Thursday, 15 March 2012

Imperfect

I do not pretend to have perfect hair, perfect vision, perfect skin, perfect friends, perfect family or perfect aim. I do however expect excellence in my academics, in my extracurricular, in my integrity. My lack of perfection extends to my sleep habits. Only recently I discovered that a thyroid condition for which I had gone off my meds, an overactive brain and an overwhelming amount of academic and personal stress is a recipe for disaster. After a blood test, a doctor's appointment and weeks of subliminal energy levels, my life began to lose all semblance of perfection.

During the week of February 21st, I played in two football matches. I rehearsed, dress rehearsed and performed a short theatrical piece I wrote, directed, designed and acted in. Meanwhile, I had to complete my Extended Essay, French oral, and balance deadlines for other IAs and whatnot. I completed the week with heroic effort and then the trouble really began. In the next two weeks, I performed at my worst ever on a Math Mock Exam. I turned in a portfolio for theater I was only partially satisfied with. And, I just used a prepositional at the end of my previous sentence. I was defeated, struggling to cope with my glaring inability to perform above my innate imperfection.

It's not the months of waiting to hear if an admissions' office deign to acknowledge my deserving existence, but it certainly doesn't help. It's not the people who belittle my existence with a look, but they don't accomplish anything positive. It's not the school that still pushes me to its outskirts a year ad a half after I half-heartedly drove through its gates, but it's not an encouragement. It is the sum of the parts, the weight in its entirety that has conquered my defiant shoulders.

To me, the world had won. My desire to remain true to my identity, my faith, my character seemed to have been buried under the hundreds of pages my printer spits out every week. It has been a forsaken spell of hearing others celebrate their dreams' fruition while March 30 haunts my dreams. At the end of the day, however, I lost my way. I thought that a superhuman mantra of responsibility and excellence would get me places. -Eeeen- Wrong.

I am imperfect. But not in this way. I am the girl who takes time out of her homework to watch middle schoolers turn the game of Signs into chaos and then remind them that God is the only constant in said chaos. I may also, from time to time, allude to the Jonas Brothers. I procrastinate by figuring out chemistry puns. I read old Nancy Drew mysteries and allow myself to be surprised at the all-too predictable endings. I'm a serial dreamer. Every night, when I let my parents know I'm in bed, two golden bundles hurtle down the hall and land on top of me, licking my face and snuggling into my legs.

I am NOT a being driven by a desire for status or material success. I am NOT ashamed of my family's simple economic beginnings. I AM, after all, the daughter of a Baptist minister-turned-missionary-turned-almost teacher. I am not always a straight-A student. In fact, when I was in fifth grade, my penmanship got a C. I am imperfect, in all these ways.

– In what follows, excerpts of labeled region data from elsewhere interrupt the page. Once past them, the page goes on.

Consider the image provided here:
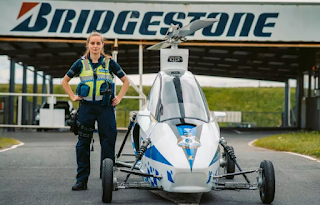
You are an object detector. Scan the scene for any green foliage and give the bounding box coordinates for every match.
[0,84,295,127]
[254,131,320,159]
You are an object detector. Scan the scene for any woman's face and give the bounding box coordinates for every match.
[88,36,103,54]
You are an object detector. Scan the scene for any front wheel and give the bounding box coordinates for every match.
[102,158,113,203]
[260,160,276,204]
[224,146,236,179]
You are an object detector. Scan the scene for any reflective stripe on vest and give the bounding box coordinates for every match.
[79,58,113,101]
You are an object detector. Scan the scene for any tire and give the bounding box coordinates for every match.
[102,158,113,203]
[260,160,276,204]
[224,146,236,179]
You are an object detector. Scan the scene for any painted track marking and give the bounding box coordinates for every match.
[0,142,24,152]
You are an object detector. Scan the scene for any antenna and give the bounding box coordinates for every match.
[147,18,218,50]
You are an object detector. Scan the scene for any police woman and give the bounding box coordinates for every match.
[62,31,129,190]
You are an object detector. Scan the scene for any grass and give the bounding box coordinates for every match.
[0,137,20,149]
[254,131,320,159]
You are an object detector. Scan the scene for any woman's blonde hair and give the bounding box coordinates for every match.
[83,31,108,58]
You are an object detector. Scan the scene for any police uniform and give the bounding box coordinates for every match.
[67,55,125,189]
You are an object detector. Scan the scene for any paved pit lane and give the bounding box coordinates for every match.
[0,131,320,205]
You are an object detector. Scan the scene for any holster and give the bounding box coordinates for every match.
[68,110,78,135]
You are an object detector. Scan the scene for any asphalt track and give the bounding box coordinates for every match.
[0,131,320,205]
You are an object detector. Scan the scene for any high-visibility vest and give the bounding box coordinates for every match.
[79,58,113,101]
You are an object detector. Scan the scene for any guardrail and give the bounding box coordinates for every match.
[0,90,147,129]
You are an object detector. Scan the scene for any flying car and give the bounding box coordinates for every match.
[102,19,275,204]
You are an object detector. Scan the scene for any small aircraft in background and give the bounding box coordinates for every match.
[102,19,275,204]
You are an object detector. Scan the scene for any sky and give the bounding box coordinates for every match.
[0,56,295,87]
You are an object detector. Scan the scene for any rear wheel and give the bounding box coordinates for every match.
[102,158,113,203]
[260,160,276,204]
[224,146,236,179]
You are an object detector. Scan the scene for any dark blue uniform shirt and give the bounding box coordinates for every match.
[67,56,126,78]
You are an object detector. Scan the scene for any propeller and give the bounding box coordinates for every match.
[147,19,218,50]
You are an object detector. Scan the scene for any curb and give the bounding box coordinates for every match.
[0,142,24,152]
[248,139,320,163]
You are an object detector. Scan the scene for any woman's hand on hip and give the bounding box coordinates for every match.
[71,95,82,102]
[112,96,121,106]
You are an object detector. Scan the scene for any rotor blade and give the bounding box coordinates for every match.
[147,41,170,50]
[169,19,218,38]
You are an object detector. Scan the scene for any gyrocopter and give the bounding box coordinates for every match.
[102,19,275,204]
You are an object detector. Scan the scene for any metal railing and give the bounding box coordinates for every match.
[0,79,147,129]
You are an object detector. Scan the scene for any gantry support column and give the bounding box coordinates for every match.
[283,79,290,127]
[49,76,53,94]
[32,69,38,121]
[9,59,16,131]
[42,73,46,103]
[21,65,27,125]
[139,44,143,110]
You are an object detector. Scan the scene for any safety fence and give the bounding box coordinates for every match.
[0,93,146,130]
[0,93,283,129]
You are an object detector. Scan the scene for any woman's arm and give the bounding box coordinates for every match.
[111,76,130,106]
[62,75,82,102]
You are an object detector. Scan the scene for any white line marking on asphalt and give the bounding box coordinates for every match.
[0,142,24,152]
[248,139,257,147]
[248,139,320,163]
[285,152,320,162]
[233,130,241,134]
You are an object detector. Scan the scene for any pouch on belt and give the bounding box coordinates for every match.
[76,83,90,97]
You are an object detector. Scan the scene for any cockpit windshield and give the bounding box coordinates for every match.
[159,71,209,122]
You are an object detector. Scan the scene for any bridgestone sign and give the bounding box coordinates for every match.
[0,1,320,42]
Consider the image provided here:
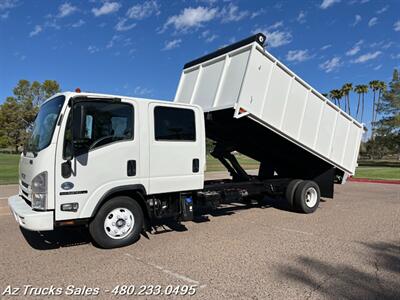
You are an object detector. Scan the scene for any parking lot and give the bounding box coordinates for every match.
[0,177,400,299]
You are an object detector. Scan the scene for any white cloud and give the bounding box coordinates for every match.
[250,8,265,19]
[92,2,121,17]
[286,50,311,62]
[0,11,10,20]
[393,20,400,31]
[351,15,362,26]
[115,19,136,31]
[319,56,342,73]
[0,0,18,11]
[88,46,100,54]
[368,17,378,27]
[374,65,382,71]
[29,25,43,37]
[162,39,182,50]
[134,86,153,96]
[376,5,389,15]
[321,44,332,51]
[296,10,307,24]
[71,19,86,28]
[106,34,121,49]
[268,21,283,30]
[201,30,218,43]
[221,3,250,23]
[346,40,364,56]
[254,26,292,48]
[163,6,217,31]
[390,53,400,59]
[320,0,340,9]
[352,51,382,64]
[126,0,160,20]
[58,2,78,18]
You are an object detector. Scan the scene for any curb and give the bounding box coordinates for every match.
[349,177,400,184]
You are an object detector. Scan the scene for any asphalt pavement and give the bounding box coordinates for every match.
[0,175,400,299]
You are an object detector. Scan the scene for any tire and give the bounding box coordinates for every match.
[89,196,144,249]
[294,180,321,214]
[285,179,303,209]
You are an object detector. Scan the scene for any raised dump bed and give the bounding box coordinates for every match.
[175,34,363,178]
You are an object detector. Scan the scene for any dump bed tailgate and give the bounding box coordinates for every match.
[175,34,363,175]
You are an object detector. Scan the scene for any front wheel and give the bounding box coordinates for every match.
[89,196,143,249]
[294,180,321,214]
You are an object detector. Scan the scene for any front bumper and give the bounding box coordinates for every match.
[8,195,54,231]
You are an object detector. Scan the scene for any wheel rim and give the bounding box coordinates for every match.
[104,207,135,240]
[305,187,318,208]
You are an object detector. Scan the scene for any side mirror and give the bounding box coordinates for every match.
[72,103,86,144]
[61,159,72,178]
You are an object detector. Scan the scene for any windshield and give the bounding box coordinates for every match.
[25,96,65,153]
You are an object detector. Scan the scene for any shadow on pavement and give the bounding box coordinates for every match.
[20,227,91,250]
[279,242,400,299]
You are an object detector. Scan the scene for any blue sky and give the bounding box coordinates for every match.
[0,0,400,127]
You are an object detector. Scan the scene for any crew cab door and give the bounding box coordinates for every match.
[149,103,205,194]
[55,99,143,221]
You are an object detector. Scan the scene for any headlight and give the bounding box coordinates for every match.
[32,172,47,210]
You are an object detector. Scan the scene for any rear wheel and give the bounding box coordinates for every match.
[89,196,143,249]
[294,180,321,214]
[285,179,303,209]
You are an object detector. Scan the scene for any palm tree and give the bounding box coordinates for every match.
[360,84,368,123]
[373,81,387,123]
[354,84,362,119]
[329,89,343,108]
[369,80,379,137]
[342,83,353,115]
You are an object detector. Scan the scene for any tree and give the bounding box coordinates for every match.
[329,89,343,108]
[373,81,387,125]
[376,69,400,158]
[354,84,368,123]
[342,83,353,115]
[369,80,379,137]
[0,79,60,150]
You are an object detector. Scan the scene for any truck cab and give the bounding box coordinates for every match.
[9,92,205,247]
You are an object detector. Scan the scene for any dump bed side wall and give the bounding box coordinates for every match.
[238,45,363,174]
[175,43,363,174]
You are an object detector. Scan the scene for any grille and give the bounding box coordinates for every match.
[21,180,29,189]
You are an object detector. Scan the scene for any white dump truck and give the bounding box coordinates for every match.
[8,34,363,248]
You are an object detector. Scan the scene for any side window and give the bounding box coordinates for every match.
[154,106,196,141]
[63,101,135,157]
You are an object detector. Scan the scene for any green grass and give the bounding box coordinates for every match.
[0,153,400,184]
[354,166,400,180]
[0,153,19,184]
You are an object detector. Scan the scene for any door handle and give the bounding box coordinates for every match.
[192,158,200,173]
[127,160,136,176]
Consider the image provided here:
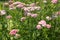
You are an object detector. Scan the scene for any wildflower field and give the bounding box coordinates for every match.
[0,0,60,40]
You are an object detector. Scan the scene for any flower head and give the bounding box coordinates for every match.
[9,29,19,35]
[51,0,58,3]
[36,25,42,29]
[46,24,51,28]
[0,10,6,15]
[38,20,46,26]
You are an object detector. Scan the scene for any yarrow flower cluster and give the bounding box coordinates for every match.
[36,20,51,30]
[51,0,58,3]
[9,29,19,35]
[0,10,6,15]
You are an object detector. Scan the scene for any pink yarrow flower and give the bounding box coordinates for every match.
[6,15,12,19]
[36,25,42,30]
[46,24,51,28]
[51,0,58,3]
[0,10,6,15]
[21,17,26,21]
[9,29,19,35]
[31,14,37,18]
[38,20,46,26]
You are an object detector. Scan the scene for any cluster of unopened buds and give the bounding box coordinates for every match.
[36,20,51,30]
[51,0,58,4]
[9,29,20,39]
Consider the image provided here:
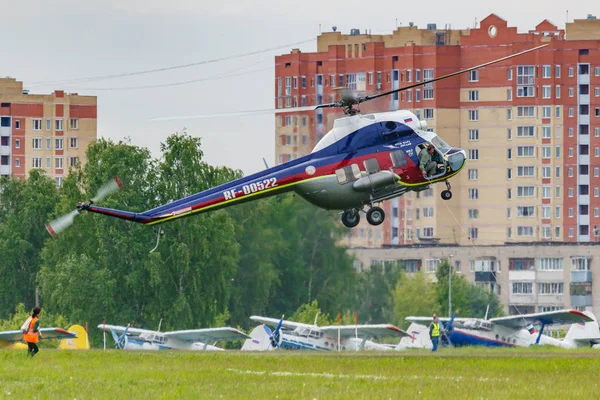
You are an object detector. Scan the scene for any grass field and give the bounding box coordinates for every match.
[0,348,600,400]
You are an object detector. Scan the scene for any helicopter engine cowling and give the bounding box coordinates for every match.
[352,171,398,192]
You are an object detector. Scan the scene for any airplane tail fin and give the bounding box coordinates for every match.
[58,325,90,350]
[242,325,273,351]
[563,311,600,347]
[396,322,432,350]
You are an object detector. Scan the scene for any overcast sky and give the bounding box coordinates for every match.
[0,0,600,174]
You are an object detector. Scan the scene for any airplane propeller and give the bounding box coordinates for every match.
[110,324,129,350]
[46,176,123,237]
[263,315,284,349]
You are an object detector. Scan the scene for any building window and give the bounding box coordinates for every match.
[542,65,552,78]
[542,85,552,99]
[517,126,535,137]
[517,65,535,97]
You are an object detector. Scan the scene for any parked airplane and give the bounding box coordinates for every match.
[396,310,600,349]
[242,316,409,351]
[0,328,77,349]
[98,324,250,350]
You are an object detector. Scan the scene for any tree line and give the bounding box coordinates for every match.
[0,134,501,344]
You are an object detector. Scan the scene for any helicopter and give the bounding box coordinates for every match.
[46,44,547,238]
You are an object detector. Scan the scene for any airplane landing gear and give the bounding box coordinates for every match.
[367,207,385,226]
[441,181,452,200]
[342,210,360,228]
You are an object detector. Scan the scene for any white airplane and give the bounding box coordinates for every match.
[98,324,250,350]
[242,316,410,351]
[0,328,77,348]
[396,310,600,350]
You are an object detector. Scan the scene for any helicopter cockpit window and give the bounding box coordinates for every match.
[390,150,406,168]
[364,158,379,174]
[335,164,361,184]
[431,136,452,154]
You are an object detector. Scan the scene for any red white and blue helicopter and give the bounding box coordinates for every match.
[46,44,547,236]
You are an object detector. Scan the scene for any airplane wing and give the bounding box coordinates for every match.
[489,310,593,329]
[0,328,77,343]
[98,324,154,336]
[250,315,315,330]
[163,327,250,343]
[318,324,410,338]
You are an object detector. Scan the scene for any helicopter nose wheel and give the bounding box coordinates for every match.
[367,207,385,226]
[342,210,360,228]
[441,181,452,200]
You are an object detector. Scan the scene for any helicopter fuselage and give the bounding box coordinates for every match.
[80,110,466,226]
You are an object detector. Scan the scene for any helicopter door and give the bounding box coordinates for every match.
[364,158,380,175]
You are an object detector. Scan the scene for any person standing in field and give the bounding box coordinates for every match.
[23,307,42,357]
[429,314,440,351]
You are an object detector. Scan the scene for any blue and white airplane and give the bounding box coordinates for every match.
[242,316,410,351]
[396,310,600,350]
[98,324,250,350]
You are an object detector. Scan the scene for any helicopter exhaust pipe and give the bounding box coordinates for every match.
[352,171,399,192]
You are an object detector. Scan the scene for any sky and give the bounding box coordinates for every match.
[0,0,600,174]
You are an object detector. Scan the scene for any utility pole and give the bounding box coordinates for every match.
[448,253,454,318]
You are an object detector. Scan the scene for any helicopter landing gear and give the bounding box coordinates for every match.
[367,207,385,226]
[342,210,360,228]
[441,181,452,200]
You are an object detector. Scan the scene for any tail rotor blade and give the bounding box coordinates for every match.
[91,176,123,203]
[46,210,79,237]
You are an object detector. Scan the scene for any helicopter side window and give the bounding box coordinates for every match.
[364,158,379,174]
[335,164,361,185]
[390,150,406,168]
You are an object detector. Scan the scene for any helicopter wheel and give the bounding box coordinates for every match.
[367,207,385,226]
[342,210,360,228]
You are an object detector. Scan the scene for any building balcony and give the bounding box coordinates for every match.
[571,294,593,307]
[571,271,592,283]
[537,294,565,307]
[508,270,535,281]
[475,271,496,282]
[508,294,536,305]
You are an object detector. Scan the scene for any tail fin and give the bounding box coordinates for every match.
[564,311,600,347]
[396,322,432,350]
[242,325,273,351]
[58,325,90,350]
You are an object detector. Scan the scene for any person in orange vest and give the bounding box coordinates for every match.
[23,307,42,357]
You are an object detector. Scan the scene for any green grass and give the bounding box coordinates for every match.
[0,348,600,400]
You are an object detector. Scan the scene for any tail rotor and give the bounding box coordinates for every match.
[46,176,123,237]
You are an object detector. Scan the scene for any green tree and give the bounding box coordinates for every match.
[394,270,440,327]
[0,169,58,318]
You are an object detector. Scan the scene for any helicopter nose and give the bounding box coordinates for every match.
[448,148,467,171]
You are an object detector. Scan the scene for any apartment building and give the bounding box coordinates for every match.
[275,14,600,247]
[350,242,600,315]
[0,78,97,187]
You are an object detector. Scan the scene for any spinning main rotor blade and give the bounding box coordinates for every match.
[359,44,548,103]
[46,176,123,237]
[150,106,318,121]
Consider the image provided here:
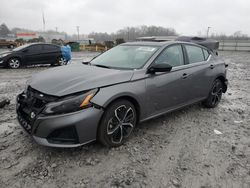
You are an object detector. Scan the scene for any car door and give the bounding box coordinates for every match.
[146,44,190,116]
[23,44,44,64]
[184,44,213,102]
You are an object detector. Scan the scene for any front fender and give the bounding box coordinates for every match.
[91,80,147,118]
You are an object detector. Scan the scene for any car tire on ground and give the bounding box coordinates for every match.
[97,100,137,147]
[8,57,21,69]
[203,79,223,108]
[57,56,68,66]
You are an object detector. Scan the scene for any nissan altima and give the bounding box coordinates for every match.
[17,41,228,147]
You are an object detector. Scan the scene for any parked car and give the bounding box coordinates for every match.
[0,39,17,48]
[17,41,228,147]
[0,43,71,69]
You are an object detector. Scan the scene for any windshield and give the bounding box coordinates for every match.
[13,44,30,51]
[91,45,158,69]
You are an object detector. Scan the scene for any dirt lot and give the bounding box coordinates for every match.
[0,52,250,188]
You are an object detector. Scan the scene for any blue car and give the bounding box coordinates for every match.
[0,43,71,69]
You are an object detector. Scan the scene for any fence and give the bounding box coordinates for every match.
[219,39,250,51]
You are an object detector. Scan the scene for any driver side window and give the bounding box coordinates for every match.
[155,45,184,67]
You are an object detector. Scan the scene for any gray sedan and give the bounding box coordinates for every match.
[17,41,227,147]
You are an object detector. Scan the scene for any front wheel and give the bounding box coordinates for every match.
[203,79,223,108]
[8,58,21,69]
[57,57,68,66]
[97,100,137,147]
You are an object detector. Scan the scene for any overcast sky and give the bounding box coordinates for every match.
[0,0,250,35]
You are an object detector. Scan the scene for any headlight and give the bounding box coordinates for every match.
[43,89,98,115]
[0,53,9,58]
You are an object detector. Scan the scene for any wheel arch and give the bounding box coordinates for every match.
[215,75,227,93]
[104,95,141,123]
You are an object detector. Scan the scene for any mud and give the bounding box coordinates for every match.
[0,52,250,188]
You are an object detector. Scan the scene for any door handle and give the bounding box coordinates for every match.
[182,73,189,79]
[210,64,214,69]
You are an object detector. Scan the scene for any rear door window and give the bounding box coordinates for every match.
[155,45,184,67]
[185,45,205,63]
[202,49,209,60]
[28,44,42,53]
[43,44,59,52]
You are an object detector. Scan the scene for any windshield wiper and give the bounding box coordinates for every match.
[92,64,110,69]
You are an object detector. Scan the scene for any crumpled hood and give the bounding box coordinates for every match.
[29,64,133,97]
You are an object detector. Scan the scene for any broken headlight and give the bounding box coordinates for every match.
[43,89,98,115]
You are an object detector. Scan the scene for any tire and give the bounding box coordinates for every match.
[97,100,137,147]
[57,57,68,66]
[203,79,223,108]
[8,58,21,69]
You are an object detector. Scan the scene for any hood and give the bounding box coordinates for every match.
[29,64,133,97]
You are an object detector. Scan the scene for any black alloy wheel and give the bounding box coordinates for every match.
[98,100,137,147]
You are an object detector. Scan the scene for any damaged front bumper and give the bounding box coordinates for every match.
[16,93,103,147]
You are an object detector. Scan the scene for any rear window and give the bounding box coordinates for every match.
[202,49,209,60]
[185,45,204,63]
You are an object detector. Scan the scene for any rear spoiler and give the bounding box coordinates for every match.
[176,36,219,51]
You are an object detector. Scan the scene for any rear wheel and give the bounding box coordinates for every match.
[203,79,223,108]
[8,58,21,69]
[98,100,136,147]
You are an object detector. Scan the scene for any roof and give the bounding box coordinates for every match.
[121,41,176,47]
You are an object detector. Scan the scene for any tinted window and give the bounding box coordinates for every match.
[28,45,42,52]
[202,49,209,60]
[155,45,184,67]
[91,45,158,69]
[43,45,59,51]
[185,45,204,63]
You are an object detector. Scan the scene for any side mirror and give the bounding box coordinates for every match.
[147,63,172,74]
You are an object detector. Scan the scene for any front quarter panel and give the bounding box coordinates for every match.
[91,79,147,119]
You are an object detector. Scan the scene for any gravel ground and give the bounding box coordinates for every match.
[0,52,250,188]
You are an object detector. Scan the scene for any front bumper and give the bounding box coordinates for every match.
[16,96,103,147]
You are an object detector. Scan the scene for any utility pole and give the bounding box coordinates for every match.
[207,27,211,38]
[76,26,80,41]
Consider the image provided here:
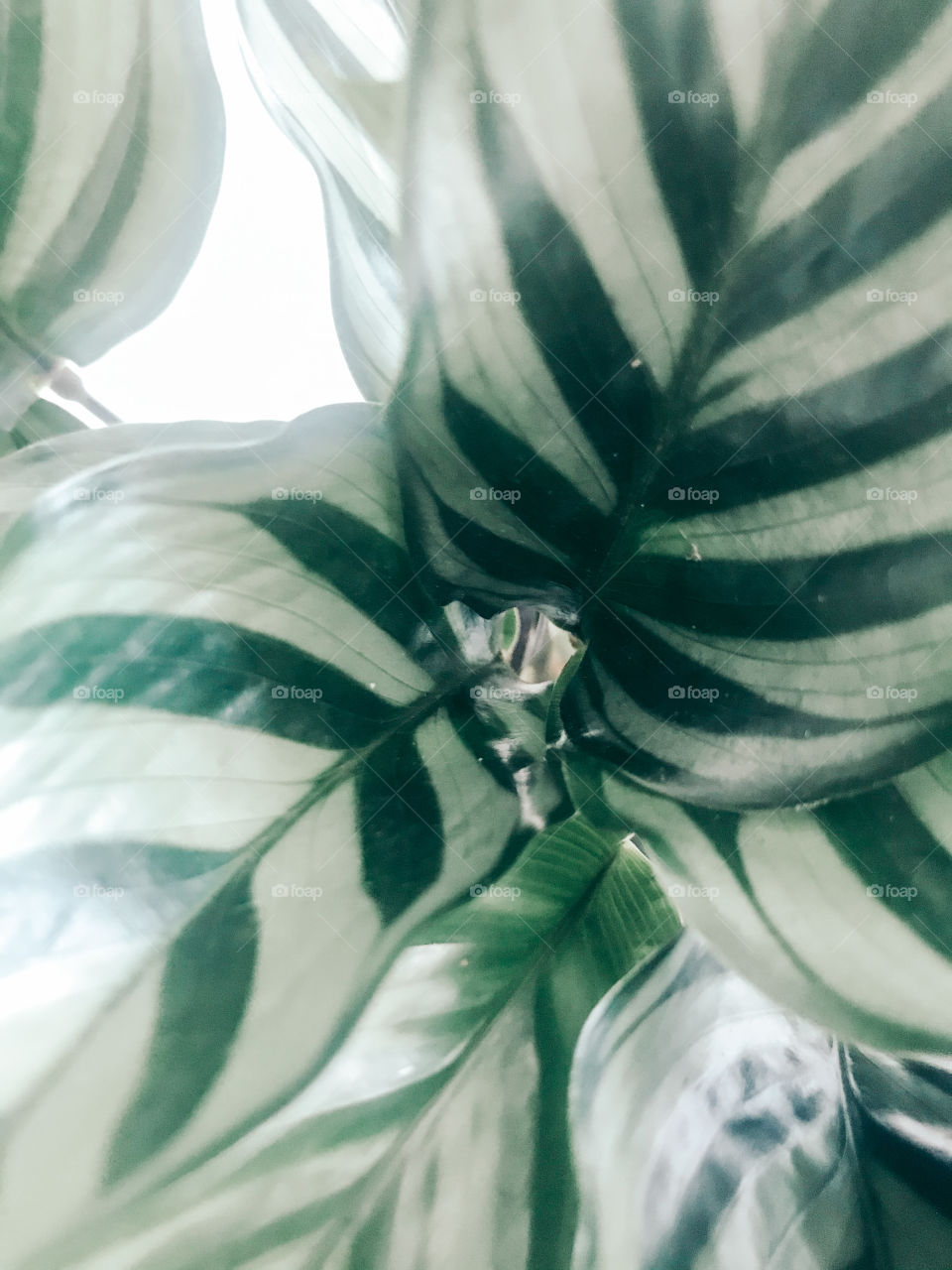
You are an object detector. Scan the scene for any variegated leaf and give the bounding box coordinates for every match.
[0,407,558,1265]
[239,0,407,401]
[0,0,223,430]
[393,0,952,809]
[5,820,676,1270]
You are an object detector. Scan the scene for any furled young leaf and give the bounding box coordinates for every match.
[239,0,407,401]
[572,936,903,1270]
[567,754,952,1054]
[9,820,676,1270]
[0,407,571,1265]
[0,0,223,428]
[393,0,952,809]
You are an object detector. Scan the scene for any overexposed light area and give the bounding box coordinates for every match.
[82,0,361,423]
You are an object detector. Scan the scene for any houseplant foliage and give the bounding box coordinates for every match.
[0,0,952,1270]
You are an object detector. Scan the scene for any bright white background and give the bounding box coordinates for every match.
[82,0,361,423]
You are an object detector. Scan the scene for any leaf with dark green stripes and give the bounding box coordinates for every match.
[391,0,952,811]
[5,818,678,1270]
[0,405,565,1256]
[567,754,952,1054]
[571,936,952,1270]
[0,0,223,430]
[239,0,407,401]
[844,1049,952,1270]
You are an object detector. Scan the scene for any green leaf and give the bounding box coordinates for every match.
[571,936,889,1270]
[391,0,952,811]
[566,756,952,1054]
[844,1049,952,1270]
[0,407,573,1264]
[239,0,407,401]
[0,0,223,428]
[7,818,676,1270]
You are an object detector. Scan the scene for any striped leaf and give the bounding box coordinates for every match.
[571,936,949,1270]
[844,1049,952,1270]
[5,820,676,1270]
[0,407,573,1265]
[0,0,223,428]
[393,0,952,809]
[568,754,952,1054]
[237,0,407,401]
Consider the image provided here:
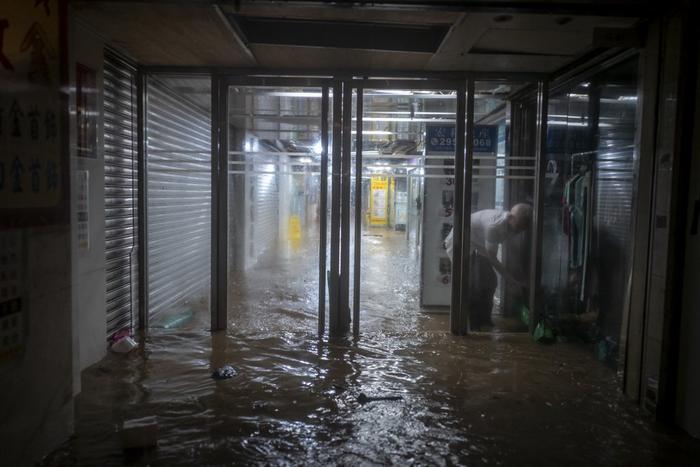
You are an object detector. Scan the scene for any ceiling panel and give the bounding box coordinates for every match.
[250,44,431,70]
[72,0,636,72]
[73,2,254,66]
[469,29,593,56]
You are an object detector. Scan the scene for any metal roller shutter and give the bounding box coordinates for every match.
[146,78,211,326]
[104,50,138,337]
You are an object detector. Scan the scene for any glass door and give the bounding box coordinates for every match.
[350,80,464,335]
[224,80,330,333]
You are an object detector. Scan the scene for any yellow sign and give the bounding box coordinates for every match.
[0,0,66,216]
[369,177,389,225]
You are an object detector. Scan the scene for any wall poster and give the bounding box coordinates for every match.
[0,0,69,227]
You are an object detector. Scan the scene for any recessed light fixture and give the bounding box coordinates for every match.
[493,15,513,23]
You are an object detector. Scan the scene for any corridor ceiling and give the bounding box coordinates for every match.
[72,0,651,72]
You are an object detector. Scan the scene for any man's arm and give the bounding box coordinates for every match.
[472,242,525,287]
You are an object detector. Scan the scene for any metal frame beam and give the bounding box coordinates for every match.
[79,0,664,17]
[328,81,342,337]
[450,79,474,335]
[136,68,148,333]
[144,65,549,82]
[529,81,549,333]
[318,85,329,338]
[339,81,352,334]
[352,87,363,339]
[210,74,228,331]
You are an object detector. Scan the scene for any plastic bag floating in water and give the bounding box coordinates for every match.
[211,365,238,379]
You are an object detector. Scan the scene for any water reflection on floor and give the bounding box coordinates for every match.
[47,326,698,466]
[46,226,700,466]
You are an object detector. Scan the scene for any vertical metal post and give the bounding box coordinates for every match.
[459,79,474,335]
[529,81,549,333]
[318,86,328,338]
[339,81,352,334]
[136,67,148,332]
[328,82,342,336]
[450,81,473,335]
[352,87,364,339]
[210,74,228,331]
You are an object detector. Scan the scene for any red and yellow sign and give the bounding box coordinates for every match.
[0,0,67,225]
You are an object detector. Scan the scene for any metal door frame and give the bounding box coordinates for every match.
[340,78,474,339]
[137,66,548,337]
[211,77,339,336]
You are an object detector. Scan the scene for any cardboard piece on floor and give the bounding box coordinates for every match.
[120,416,158,449]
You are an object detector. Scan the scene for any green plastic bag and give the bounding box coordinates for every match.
[520,305,530,326]
[532,322,554,344]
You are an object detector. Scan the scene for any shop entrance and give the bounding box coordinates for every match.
[350,84,463,333]
[226,79,332,332]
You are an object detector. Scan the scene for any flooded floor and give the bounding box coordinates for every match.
[44,226,700,466]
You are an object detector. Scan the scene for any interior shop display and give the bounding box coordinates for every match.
[421,125,455,307]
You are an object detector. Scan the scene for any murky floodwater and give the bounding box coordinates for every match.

Will I get my predicted grade on my IB diploma? There is no certainty, no glimmer of impending perfection. Will I do my best? There is more certainty but sometimes our best is commandeered by our worst.

I am imperfect. My Heavenly Father is not. And that, my friends, is the bottom line. I promised myself that a change in school would not end in a change in identity. For a few months, it was forgotten in a rush of what I thought was the new and improved. I would say never again, but ultimatums rarely last in this life. Still, here's to embracing imperfection and growth without loss.


"the figure near at hand suffers on such occasions, because it shows up its sorriness without shade; while vague figures afar off are honored, in that their distance makes artistic virtues of their stains. In considering what Tess was not, he overlooked what she was, and forgot that the defective can be more than the entire."